Do Not Return Similarity: Face Recovery with Distance
Mingtian Tan, Zhe Zhou

TL;DR
This paper demonstrates that leaking distance information in face verification systems can lead to exact recovery of user embeddings and photos, posing severe privacy risks.
Contribution
It reveals new privacy vulnerabilities in face verification systems by showing how distance leaks can be exploited to recover user images using a GAN-like model.
Findings
93.65% success rate in recovering face embeddings
Exact recovery of user photos from leaked embeddings
Identification of channels leaking embedding information
Abstract
Machine Learning (ML) already has been integrated into all kinds of systems, helping developers to solve problems with even higher accuracy than human beings.
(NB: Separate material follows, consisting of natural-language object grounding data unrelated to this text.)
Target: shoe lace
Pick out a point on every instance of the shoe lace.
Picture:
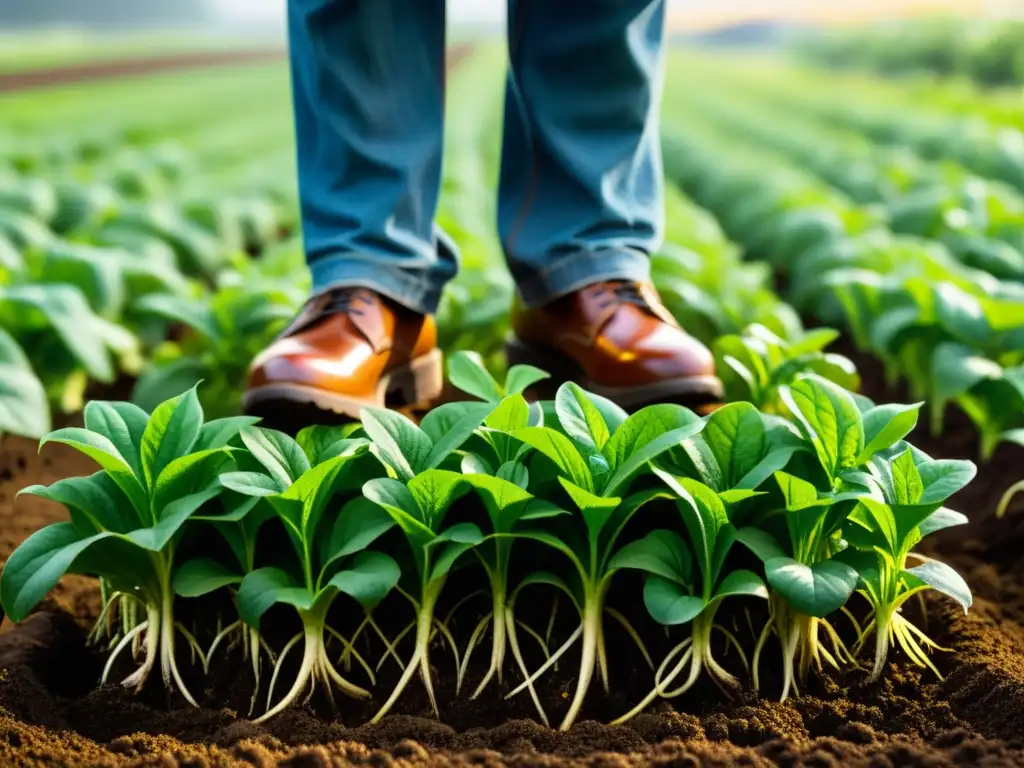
(340, 300)
(630, 293)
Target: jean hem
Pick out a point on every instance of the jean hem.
(416, 293)
(579, 269)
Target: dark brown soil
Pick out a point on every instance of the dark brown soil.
(135, 67)
(50, 713)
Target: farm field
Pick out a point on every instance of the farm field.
(827, 569)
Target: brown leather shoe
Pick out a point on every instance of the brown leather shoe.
(617, 340)
(346, 349)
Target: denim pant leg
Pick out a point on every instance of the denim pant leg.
(581, 196)
(369, 96)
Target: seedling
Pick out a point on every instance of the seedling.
(299, 495)
(673, 596)
(158, 471)
(595, 464)
(883, 532)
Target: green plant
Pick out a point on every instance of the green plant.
(761, 364)
(597, 462)
(798, 534)
(222, 334)
(299, 494)
(418, 496)
(882, 535)
(126, 520)
(673, 594)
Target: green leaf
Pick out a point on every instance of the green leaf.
(282, 456)
(122, 423)
(475, 465)
(669, 603)
(956, 370)
(94, 499)
(172, 517)
(101, 451)
(644, 436)
(829, 419)
(457, 540)
(581, 419)
(741, 582)
(815, 590)
(515, 473)
(395, 498)
(434, 492)
(907, 485)
(36, 566)
(359, 523)
(187, 474)
(454, 437)
(520, 378)
(885, 426)
(940, 577)
(735, 434)
(370, 580)
(662, 552)
(161, 381)
(24, 407)
(503, 500)
(263, 588)
(442, 419)
(512, 413)
(596, 510)
(943, 477)
(466, 372)
(940, 519)
(320, 442)
(201, 577)
(560, 450)
(400, 443)
(171, 432)
(219, 432)
(761, 543)
(797, 493)
(251, 483)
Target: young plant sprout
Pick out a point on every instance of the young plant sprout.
(673, 596)
(808, 581)
(509, 505)
(762, 363)
(299, 495)
(595, 465)
(158, 471)
(882, 535)
(466, 372)
(419, 509)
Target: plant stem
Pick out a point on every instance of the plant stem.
(313, 641)
(588, 659)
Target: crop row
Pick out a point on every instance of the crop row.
(986, 51)
(949, 330)
(824, 496)
(167, 249)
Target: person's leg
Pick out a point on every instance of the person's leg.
(369, 89)
(581, 178)
(581, 202)
(369, 96)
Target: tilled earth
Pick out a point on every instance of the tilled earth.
(51, 714)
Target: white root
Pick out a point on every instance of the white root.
(315, 667)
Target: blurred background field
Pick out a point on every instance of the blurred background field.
(860, 167)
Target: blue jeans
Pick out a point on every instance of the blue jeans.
(580, 197)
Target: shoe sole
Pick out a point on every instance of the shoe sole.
(415, 384)
(692, 390)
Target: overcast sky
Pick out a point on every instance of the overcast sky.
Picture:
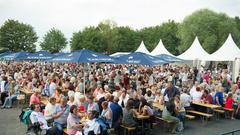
(73, 15)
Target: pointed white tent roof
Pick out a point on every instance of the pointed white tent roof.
(160, 49)
(118, 54)
(194, 52)
(227, 52)
(142, 48)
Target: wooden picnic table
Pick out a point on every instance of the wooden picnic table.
(158, 105)
(26, 91)
(212, 106)
(142, 118)
(44, 100)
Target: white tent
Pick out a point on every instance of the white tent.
(227, 52)
(160, 49)
(194, 52)
(118, 54)
(142, 48)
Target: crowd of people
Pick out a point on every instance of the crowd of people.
(110, 95)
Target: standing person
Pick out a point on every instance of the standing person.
(35, 97)
(12, 97)
(123, 99)
(218, 98)
(73, 121)
(206, 97)
(52, 87)
(168, 114)
(117, 114)
(128, 115)
(37, 118)
(106, 114)
(91, 126)
(92, 105)
(50, 108)
(170, 92)
(4, 89)
(185, 99)
(60, 116)
(229, 103)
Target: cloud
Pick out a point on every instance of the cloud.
(73, 15)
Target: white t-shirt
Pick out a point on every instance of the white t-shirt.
(49, 111)
(196, 96)
(38, 117)
(92, 126)
(185, 99)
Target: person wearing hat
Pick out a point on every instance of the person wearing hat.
(34, 99)
(13, 94)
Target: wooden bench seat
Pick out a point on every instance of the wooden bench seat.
(162, 120)
(228, 109)
(128, 129)
(190, 117)
(200, 113)
(219, 111)
(65, 131)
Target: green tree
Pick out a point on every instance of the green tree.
(89, 38)
(54, 41)
(211, 28)
(18, 36)
(166, 31)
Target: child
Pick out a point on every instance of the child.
(229, 103)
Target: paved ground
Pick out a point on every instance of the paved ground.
(9, 125)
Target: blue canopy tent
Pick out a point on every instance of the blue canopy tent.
(5, 53)
(83, 56)
(141, 59)
(59, 54)
(169, 58)
(15, 56)
(40, 55)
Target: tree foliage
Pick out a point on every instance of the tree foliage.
(18, 36)
(211, 28)
(54, 41)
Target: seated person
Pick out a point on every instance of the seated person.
(106, 113)
(92, 105)
(37, 118)
(128, 114)
(179, 111)
(91, 126)
(34, 99)
(206, 97)
(229, 103)
(168, 114)
(73, 121)
(218, 98)
(58, 95)
(71, 98)
(117, 114)
(185, 99)
(50, 108)
(196, 95)
(144, 108)
(60, 116)
(12, 97)
(82, 104)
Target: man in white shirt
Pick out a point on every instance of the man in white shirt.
(91, 125)
(37, 117)
(52, 87)
(185, 99)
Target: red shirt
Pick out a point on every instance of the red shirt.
(229, 102)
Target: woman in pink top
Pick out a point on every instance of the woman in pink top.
(34, 99)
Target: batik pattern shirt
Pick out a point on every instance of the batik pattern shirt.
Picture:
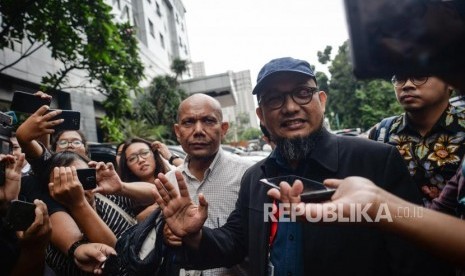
(434, 158)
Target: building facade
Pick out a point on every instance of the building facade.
(162, 34)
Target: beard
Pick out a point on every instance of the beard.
(297, 148)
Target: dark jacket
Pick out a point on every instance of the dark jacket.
(328, 250)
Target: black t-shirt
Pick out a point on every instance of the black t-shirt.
(9, 249)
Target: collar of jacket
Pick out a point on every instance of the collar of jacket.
(325, 153)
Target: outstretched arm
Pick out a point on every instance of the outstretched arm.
(67, 190)
(184, 218)
(110, 183)
(441, 234)
(37, 126)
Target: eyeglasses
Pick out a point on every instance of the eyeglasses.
(134, 158)
(399, 81)
(302, 95)
(63, 144)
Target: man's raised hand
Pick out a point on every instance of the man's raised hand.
(183, 217)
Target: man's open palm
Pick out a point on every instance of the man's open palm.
(181, 214)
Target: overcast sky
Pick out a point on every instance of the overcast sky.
(245, 34)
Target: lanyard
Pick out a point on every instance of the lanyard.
(274, 225)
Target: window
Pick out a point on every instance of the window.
(151, 29)
(162, 41)
(126, 13)
(158, 9)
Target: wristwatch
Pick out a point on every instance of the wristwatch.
(74, 246)
(173, 156)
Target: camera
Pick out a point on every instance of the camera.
(5, 143)
(406, 37)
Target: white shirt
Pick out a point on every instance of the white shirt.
(220, 187)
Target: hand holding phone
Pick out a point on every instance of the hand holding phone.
(21, 215)
(27, 102)
(313, 191)
(88, 178)
(71, 120)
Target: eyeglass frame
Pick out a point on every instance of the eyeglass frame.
(413, 80)
(283, 95)
(138, 155)
(62, 145)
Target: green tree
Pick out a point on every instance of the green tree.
(158, 105)
(341, 99)
(81, 35)
(377, 101)
(354, 103)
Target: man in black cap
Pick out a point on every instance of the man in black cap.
(292, 108)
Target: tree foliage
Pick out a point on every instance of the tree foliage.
(158, 105)
(81, 35)
(355, 103)
(341, 98)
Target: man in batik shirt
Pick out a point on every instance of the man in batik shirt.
(429, 135)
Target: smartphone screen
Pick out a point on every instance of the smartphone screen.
(88, 178)
(20, 215)
(314, 191)
(27, 102)
(409, 37)
(72, 120)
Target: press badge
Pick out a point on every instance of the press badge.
(270, 268)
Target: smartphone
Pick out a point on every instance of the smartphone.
(72, 120)
(112, 265)
(20, 215)
(406, 37)
(314, 191)
(6, 147)
(27, 102)
(88, 178)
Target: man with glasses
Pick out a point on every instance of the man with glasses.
(291, 107)
(429, 135)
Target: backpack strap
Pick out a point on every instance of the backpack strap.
(383, 128)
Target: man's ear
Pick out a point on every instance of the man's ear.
(322, 96)
(176, 131)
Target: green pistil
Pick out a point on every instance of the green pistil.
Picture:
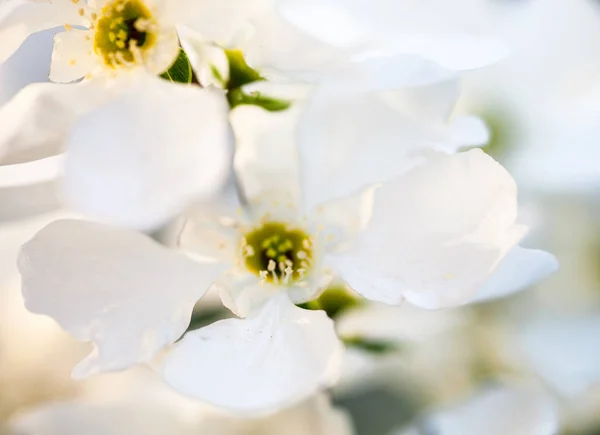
(278, 253)
(122, 29)
(334, 301)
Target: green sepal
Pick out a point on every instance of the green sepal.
(237, 97)
(334, 301)
(181, 70)
(371, 345)
(240, 73)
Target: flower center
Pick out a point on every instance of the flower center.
(277, 253)
(123, 32)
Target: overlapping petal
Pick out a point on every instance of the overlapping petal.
(142, 157)
(73, 56)
(436, 233)
(36, 122)
(520, 269)
(280, 355)
(21, 18)
(115, 287)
However, when integrating ML models into a system, developers may accidentally take not enough care of the outputs of ML models, mainly because of their unfamiliarity with ML and AI, resulting in severe consequences like hurting data owners' privacy. In this work, we focus on understanding the risks of abusing embeddings of ML models, an important and popular way of using ML. To show the consequence, we reveal several kinds of channels in which embeddings are accidentally leaked. As our study shows, a face verification system deployed by a government organization leaking only distance to authentic users allows an attacker to exactly recover the embedding of the verifier's pre-installed photo. Further, as we discovered, with the…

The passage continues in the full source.